Sayın iktidar vekiline bir daha hatırlatalım:
"Hatay'ın Afet Bölgesi kapsamına alınması yönündeki girişiminde" bulundunuz mu, bu hususta gösterdiğiniz hassasiyetiniz esnasında hangi engellemelere maruz bırakıldınız..??!!"
Sayın vekilin vereceği cevabın encamını tahmin etmek pek de zor değil..!!??
O sebeple biz bu sualimizin cevabını şimdilik dizelerde arayalım:
Eynine "sultanlık" kumaşlar giyen
Aynada kendini görebilmeli
"Sultana şu ömrüm fedadır" diyen
Sözünü "samimi" yorabilmeli
Ülkemin her ahı dağları deler
Siyasi hamaset "kendine" meler
Mademki Etrafı sarmış "şüpheler"
İnsanlar farkına varabilmeli
Bir insana sağlam "omurga" gerek
Dik duran görmedim, "sultan" överek
Kişi, İlme, akla (!) rağbet ederek
Dosdoğru kararlar verebilmeli
Her zeminde (!) tutmaz astarla, boya
Nihayeti çıkar, olanca (?!) foya
Yeri geldiğinde (!), harami soya
Dobra dobra hesap sorabilmeli
Ali Dal 13.10. 2023 Ankara
*
İşte böyle sevgili okurlarım,
Toplumumuzda "özür kabahati aştığında" yani bir başka deyimle, "özür kabahatten büyük olduğunda, Osmanlı devlet adamı, şair Koca Ragıp Paşa'nın ; "Şecaat arz ederken merd-i kıbtî sirkatin söyler" beyiti çağrışım yapar..!
Hah işte ben de bu günkü, konumuza uygun düşeceğini öngörerek bu beyitle giriş yapmak istedim...

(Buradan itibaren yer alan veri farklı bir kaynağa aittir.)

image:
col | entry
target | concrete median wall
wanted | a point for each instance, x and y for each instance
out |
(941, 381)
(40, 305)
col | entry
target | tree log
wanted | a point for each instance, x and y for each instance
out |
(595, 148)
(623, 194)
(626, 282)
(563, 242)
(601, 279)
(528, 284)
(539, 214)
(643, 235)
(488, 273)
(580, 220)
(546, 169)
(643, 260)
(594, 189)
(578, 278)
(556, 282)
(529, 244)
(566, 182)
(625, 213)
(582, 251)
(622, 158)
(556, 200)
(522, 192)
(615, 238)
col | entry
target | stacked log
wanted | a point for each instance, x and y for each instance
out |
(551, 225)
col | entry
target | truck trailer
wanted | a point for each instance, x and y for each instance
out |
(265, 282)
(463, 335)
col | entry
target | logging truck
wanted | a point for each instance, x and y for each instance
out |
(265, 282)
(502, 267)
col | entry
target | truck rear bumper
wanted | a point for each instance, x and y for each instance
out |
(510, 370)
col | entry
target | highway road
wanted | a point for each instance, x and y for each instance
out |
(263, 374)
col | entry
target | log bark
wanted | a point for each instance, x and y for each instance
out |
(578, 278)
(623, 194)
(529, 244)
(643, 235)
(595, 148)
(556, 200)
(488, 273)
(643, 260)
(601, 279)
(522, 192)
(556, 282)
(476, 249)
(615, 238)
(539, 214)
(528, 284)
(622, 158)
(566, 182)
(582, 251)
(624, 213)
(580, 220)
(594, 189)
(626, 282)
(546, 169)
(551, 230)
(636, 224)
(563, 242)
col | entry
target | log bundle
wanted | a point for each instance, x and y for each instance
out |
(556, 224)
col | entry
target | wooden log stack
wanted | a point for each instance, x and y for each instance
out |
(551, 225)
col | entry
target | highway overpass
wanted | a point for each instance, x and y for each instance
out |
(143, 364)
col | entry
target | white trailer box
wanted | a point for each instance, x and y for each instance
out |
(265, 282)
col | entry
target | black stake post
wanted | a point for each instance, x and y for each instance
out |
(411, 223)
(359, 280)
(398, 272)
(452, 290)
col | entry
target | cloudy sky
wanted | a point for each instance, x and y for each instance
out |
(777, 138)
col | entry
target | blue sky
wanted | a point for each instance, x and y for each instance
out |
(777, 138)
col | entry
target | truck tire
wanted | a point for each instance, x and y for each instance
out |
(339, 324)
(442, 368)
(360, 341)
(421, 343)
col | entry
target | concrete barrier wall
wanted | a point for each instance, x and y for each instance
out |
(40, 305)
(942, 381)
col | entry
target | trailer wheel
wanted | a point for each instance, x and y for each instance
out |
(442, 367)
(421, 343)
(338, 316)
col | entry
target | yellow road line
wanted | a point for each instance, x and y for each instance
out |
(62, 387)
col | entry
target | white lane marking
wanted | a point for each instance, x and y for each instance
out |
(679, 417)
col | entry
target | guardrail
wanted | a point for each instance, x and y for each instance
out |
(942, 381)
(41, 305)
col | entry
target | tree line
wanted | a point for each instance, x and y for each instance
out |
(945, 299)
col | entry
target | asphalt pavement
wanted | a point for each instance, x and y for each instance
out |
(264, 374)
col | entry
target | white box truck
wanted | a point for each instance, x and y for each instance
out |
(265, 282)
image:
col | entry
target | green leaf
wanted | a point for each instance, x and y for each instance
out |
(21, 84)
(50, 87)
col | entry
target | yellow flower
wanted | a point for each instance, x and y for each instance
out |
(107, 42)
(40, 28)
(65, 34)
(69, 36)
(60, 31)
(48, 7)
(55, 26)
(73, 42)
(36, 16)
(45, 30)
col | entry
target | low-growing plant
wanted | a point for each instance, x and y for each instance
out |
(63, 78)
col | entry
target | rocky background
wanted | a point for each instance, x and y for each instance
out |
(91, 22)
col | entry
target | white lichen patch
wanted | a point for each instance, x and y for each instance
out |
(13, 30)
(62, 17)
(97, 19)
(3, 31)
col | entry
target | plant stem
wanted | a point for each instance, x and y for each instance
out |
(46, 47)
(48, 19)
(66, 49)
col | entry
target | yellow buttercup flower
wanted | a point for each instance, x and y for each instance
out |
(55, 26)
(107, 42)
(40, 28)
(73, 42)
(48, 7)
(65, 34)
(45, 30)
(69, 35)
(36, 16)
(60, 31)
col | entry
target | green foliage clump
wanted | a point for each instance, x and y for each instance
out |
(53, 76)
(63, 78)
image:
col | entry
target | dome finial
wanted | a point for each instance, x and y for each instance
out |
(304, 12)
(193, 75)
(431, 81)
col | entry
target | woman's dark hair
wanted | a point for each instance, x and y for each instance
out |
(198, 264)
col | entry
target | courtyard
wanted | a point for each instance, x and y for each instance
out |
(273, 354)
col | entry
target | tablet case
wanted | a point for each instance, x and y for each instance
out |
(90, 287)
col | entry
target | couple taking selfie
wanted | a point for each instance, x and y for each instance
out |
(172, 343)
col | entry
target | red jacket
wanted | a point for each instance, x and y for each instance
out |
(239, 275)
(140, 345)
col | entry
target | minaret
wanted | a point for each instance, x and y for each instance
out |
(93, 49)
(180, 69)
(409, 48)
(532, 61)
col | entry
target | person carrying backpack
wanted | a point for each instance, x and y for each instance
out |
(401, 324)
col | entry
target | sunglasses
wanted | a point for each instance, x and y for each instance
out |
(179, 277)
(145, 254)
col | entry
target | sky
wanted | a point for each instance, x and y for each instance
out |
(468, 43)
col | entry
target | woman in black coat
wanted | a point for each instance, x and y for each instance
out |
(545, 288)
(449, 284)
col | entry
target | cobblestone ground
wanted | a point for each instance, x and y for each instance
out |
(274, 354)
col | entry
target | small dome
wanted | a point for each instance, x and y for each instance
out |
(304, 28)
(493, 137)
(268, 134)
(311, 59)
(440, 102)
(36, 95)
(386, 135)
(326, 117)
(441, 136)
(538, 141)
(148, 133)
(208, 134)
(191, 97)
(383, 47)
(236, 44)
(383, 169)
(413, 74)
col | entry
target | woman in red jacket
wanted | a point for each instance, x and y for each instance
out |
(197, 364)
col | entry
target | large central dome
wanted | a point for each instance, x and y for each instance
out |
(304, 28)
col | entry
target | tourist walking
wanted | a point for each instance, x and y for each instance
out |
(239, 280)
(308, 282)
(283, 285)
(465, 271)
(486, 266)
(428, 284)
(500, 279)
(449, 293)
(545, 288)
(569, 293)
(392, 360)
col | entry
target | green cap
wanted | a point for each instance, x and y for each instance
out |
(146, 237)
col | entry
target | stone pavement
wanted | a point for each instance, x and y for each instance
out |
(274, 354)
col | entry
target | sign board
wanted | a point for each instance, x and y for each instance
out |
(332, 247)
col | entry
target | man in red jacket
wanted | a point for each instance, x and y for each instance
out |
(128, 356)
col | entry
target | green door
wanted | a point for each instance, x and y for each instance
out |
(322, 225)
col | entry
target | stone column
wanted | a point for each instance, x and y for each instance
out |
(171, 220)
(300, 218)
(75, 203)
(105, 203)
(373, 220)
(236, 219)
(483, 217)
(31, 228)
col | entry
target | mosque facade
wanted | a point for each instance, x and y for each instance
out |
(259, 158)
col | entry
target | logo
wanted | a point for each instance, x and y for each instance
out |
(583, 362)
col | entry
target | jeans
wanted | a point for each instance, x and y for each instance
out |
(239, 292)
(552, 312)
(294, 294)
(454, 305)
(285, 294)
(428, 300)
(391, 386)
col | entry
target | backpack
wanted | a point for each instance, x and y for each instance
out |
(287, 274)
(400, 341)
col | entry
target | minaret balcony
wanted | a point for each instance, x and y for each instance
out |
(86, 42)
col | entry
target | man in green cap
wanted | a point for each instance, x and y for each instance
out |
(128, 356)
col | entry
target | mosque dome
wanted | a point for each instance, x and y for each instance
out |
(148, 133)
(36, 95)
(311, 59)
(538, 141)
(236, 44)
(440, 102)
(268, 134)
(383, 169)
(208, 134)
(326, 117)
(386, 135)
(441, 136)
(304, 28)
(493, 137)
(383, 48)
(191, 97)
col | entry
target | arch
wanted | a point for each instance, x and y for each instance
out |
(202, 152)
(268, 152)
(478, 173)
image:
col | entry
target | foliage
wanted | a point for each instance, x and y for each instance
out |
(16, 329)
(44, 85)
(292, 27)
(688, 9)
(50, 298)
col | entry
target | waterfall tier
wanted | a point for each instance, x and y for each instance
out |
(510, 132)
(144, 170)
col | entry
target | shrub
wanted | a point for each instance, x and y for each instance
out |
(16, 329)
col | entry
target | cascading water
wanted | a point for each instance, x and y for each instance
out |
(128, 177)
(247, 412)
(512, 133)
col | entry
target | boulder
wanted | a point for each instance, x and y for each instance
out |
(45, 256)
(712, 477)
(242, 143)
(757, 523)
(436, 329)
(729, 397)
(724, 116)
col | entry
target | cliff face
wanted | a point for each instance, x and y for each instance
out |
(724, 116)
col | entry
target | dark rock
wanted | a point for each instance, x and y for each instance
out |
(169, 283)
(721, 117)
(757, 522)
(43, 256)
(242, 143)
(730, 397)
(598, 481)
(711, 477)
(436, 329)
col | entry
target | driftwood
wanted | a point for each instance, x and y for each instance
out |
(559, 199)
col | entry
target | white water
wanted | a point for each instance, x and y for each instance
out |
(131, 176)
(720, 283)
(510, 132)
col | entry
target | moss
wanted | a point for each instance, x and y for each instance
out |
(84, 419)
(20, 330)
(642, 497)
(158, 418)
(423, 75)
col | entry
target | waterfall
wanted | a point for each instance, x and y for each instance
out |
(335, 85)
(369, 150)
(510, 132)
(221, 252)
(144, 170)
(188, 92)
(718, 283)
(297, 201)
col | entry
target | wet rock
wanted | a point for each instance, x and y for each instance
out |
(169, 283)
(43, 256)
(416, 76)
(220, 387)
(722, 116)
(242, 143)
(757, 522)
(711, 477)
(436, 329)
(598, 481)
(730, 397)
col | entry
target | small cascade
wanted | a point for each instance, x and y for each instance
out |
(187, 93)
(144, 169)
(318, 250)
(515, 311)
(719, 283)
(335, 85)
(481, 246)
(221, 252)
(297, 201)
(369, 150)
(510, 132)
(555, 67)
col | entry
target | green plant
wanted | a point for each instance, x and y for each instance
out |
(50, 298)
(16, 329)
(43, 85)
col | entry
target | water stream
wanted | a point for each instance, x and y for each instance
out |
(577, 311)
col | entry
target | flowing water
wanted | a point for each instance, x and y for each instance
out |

Bu beyiti, günümüz Türkçesiyle ifade edecek olursak;
"Mısırlının biri, mertliğini anlatayım derken, hırsızlığını açığa vurmuş." manasındadır.
Sevgili okurlarım,
Depremin üzerinden 7 ay geçmiş olmasına rağmen, depremden ciddi manada zarar gören 11 ilin, bilhassa da Hatay/Antakya'nın, enkazlardan kurtulup, eski dokularına kavuşacağına dair inandıracak emareleri gördük desek hamaset olur..!!
20 yıldır ülke yönetimini elinde bulunduran AKP şahsın iktidarının, vatandaşa IBN no:su vermedeki el çabukluğunu, çevikliğini, her nedense, yaraların sarılmasın, enkazların kaldırılıp, tekrar kalıcı kentleşme hamlesinde göremiyoruz..!!
Sevgili okurlarım,
"Şecaat arz ederken merd-i kıbtî sirkatin söyler" tanımıyla örtüşen bir başka hakikati daha sunmadan geçemeyeceğim...
O Merd-i kıpti; bir zamanlar, AKP'nin ikinci adamıydı... AKP'nin Dışişleri Bakanıydı... ..Ve o bir zamanlar AKP'nin Ekonomide sorumlu Başbakan Yardımcısıydı... Daha sonra da yolları ayırıp DEVA Partisini kurdu. Evet evet o Ali Babacan'dan başkası değildir..!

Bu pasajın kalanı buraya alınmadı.